Yahoo! Inc. seemed to have overvalued its core business assets if the bidding reports coming in are anything substantial. Prospective bidders have lowered their offers to a ceiling that is less than what was initially estimated to be its rightful price.
The interested bidders, who include Verizon Communications Inc. and others, will likely submit a bid of $2 billion to $3 billion. The price is somewhat lower than April’s price estimate of $4 billion to $8 billion. Verizon is widely touted as the one likely to clinch the deal in a crowded field that includes private-equity firms.
The lower bid prices doesn’t mean things are likely to stay that way. Some bids could still float above the $2 billion-$3 billion ceiling. It is also in the bidder’s interest not to show their enthusiasm in the auction lest the price ceiling starts shooting up. It is also possible that not every buyer wants to purchase all of the core business assets. Proposals are also expected to be structured differently.
The deadline for the next round of bids is set to be the first week of June. It remains unclear whether this is the last round or just one of the few more to follow.
The bids came lower after interested buyers attended sales presentations organized by Yahoo CEO Marissa Mayer at the company headquarters in Sunnyvale, Calif. The bidders also got to hear about disclosures of information that showed the company’s precarious prospects.

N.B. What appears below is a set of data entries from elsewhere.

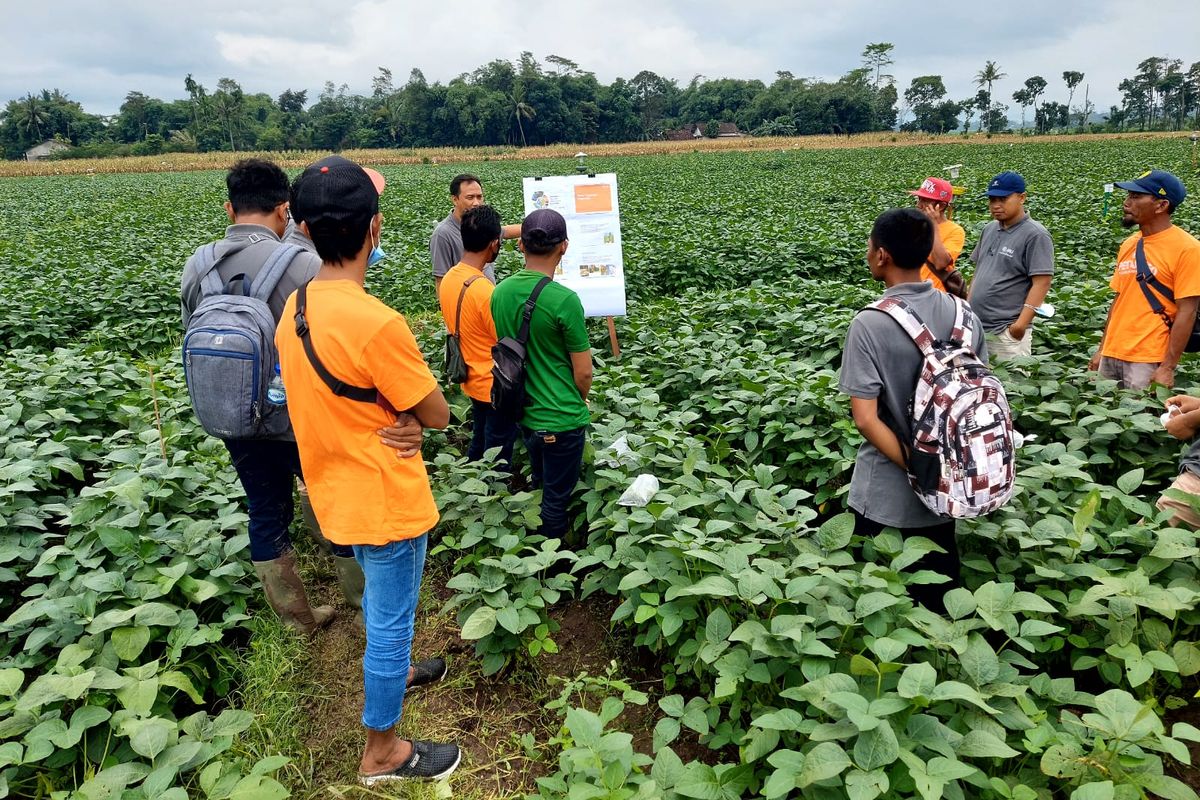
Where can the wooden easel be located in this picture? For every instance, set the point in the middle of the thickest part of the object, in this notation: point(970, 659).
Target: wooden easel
point(612, 338)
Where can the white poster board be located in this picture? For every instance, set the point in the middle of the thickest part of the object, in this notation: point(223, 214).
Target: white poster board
point(593, 266)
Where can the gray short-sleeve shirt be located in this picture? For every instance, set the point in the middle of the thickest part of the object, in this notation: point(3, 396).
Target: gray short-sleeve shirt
point(445, 248)
point(1006, 260)
point(881, 361)
point(247, 260)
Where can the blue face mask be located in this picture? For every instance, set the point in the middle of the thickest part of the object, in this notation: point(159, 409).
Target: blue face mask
point(376, 256)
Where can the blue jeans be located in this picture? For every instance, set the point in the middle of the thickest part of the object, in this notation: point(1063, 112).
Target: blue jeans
point(393, 576)
point(490, 429)
point(268, 469)
point(556, 459)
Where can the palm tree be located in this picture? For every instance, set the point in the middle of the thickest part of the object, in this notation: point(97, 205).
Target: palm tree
point(988, 76)
point(521, 108)
point(31, 115)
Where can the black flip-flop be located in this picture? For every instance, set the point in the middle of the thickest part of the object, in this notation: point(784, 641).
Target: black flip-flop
point(431, 761)
point(427, 672)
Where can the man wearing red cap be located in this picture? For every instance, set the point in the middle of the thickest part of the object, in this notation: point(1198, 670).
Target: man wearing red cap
point(933, 199)
point(1157, 281)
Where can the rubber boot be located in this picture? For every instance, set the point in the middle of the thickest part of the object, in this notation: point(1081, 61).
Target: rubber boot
point(286, 595)
point(351, 578)
point(310, 519)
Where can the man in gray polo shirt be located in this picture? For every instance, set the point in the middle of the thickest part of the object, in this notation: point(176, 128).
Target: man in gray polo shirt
point(445, 244)
point(1014, 260)
point(880, 368)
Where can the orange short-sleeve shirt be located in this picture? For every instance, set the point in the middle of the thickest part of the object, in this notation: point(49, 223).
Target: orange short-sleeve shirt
point(1135, 332)
point(953, 238)
point(360, 489)
point(477, 331)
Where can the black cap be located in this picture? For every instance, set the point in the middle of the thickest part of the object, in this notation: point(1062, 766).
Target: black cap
point(544, 228)
point(336, 188)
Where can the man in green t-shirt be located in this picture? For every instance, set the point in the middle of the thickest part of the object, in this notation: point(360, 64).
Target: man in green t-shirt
point(558, 365)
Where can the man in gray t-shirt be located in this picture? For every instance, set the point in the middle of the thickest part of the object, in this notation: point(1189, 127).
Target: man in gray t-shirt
point(445, 244)
point(880, 368)
point(1014, 263)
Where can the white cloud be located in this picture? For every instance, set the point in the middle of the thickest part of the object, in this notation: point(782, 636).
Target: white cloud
point(99, 52)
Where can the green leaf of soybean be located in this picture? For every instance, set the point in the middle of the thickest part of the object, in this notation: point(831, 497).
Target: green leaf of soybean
point(130, 642)
point(1132, 480)
point(480, 623)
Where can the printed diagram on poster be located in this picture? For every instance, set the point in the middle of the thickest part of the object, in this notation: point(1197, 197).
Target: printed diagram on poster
point(593, 266)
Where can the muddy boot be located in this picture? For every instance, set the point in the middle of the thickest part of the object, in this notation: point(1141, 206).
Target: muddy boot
point(286, 595)
point(349, 577)
point(310, 519)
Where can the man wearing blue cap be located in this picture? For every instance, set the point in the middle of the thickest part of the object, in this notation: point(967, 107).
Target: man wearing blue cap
point(1157, 281)
point(1014, 262)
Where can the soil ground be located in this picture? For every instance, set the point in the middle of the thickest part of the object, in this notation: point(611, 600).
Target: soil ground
point(501, 721)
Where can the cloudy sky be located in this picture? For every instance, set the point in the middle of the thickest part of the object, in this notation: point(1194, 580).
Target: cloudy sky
point(97, 52)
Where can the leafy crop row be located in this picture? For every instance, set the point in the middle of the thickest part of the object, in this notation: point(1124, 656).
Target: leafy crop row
point(785, 644)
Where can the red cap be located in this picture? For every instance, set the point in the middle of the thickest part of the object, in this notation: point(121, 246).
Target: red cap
point(935, 188)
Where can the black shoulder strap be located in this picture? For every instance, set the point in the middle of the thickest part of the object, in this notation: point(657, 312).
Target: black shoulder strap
point(1146, 280)
point(457, 313)
point(340, 388)
point(523, 334)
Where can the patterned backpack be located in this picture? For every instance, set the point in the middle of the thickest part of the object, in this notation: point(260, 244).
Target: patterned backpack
point(961, 459)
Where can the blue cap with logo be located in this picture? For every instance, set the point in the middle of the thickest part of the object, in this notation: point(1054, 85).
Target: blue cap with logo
point(1006, 184)
point(1159, 184)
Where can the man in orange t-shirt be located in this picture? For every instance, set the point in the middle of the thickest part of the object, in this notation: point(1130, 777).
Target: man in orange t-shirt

Buffett Interest in Being Involved in Yahoo
Apart from Verizon Communications, other interested bidders include Quicken Loans founder Dan Gilbert, who is backed by billionaire businessman Warren Buffett. A consortium consisting of Vista Equity Partners, Bain Capital and former Yahoo chief Ross Levinsohn is also eyeing the unit. Buyout firm TPG Capital is also in contention.
It is hard to estimate how much Yahoo’s core web division is worth partly due to the fact that a huge portion of Yahoo’s nearly $35bn market capitalization stems from its shares in Yahoo Japan and Alibaba Group Holding Ltd. Yahoo Japan is a joint venture of Japanese internet company Softbank and Yahoo that was formed in 1996. Yahoo’s stake in Alibaba was estimated to be worth $30bn in April.

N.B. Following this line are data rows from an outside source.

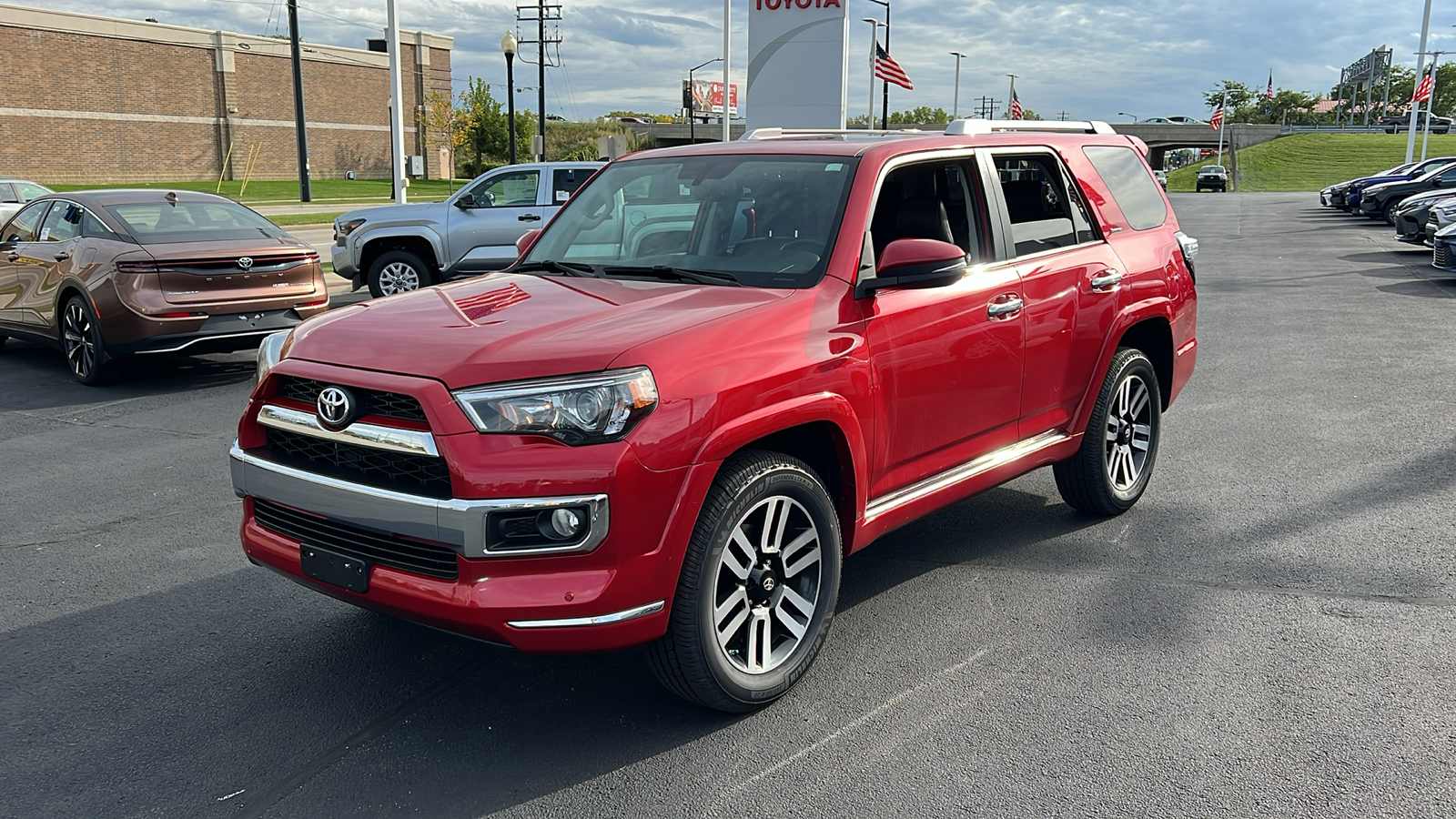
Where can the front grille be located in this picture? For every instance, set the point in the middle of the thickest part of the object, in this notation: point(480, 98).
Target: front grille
point(395, 471)
point(420, 557)
point(376, 402)
point(1443, 256)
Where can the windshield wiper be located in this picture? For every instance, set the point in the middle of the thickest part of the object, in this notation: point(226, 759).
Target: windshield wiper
point(669, 271)
point(552, 266)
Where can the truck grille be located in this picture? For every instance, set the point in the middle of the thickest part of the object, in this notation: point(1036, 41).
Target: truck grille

Last month, analysts estimated Yahoo’s core business to be worth $4 billion to $5 billion. New York Post valued the patents and intellectual property to be worth $3 billion to $4 billion.
In April, Yahoo revealed the extent of the woes it faces after it announced a drop in its first-quarter revenue. The revenue fell 18 percent to $859.4 million, minus commissions due to search partners. The results marked the first time the once-massive internet giant registered revenue of less than $1 billion since Ms. Mayer joined four years ago.
Growth Engine Has Apparently Slowed Down
The business unit of Yahoo that Ms. Mayer had pegged as its new growth engine has slowed down fast. Revenue earned from “mavens”, an internal Yahoo term for mobile, video, native and social advertisements –grew 6.8 percent year-on-year to $390 million. The figure lags previous growth rates by a huge margin-26 percent for fourth quarter, 44 percent for the third and 60 percent for the second one.
Potential bidders have recently been granted access to Yahoo’s “data room” to view secret information about its financial prospects and performance. Ms. Mayer sought to allay the bidders’ fear by saying the company is still in the midst of a reorganization.
It is widely expected that Yahoo could abandon its sale process and continue with its turnaround plan if bids fail to match its expectations.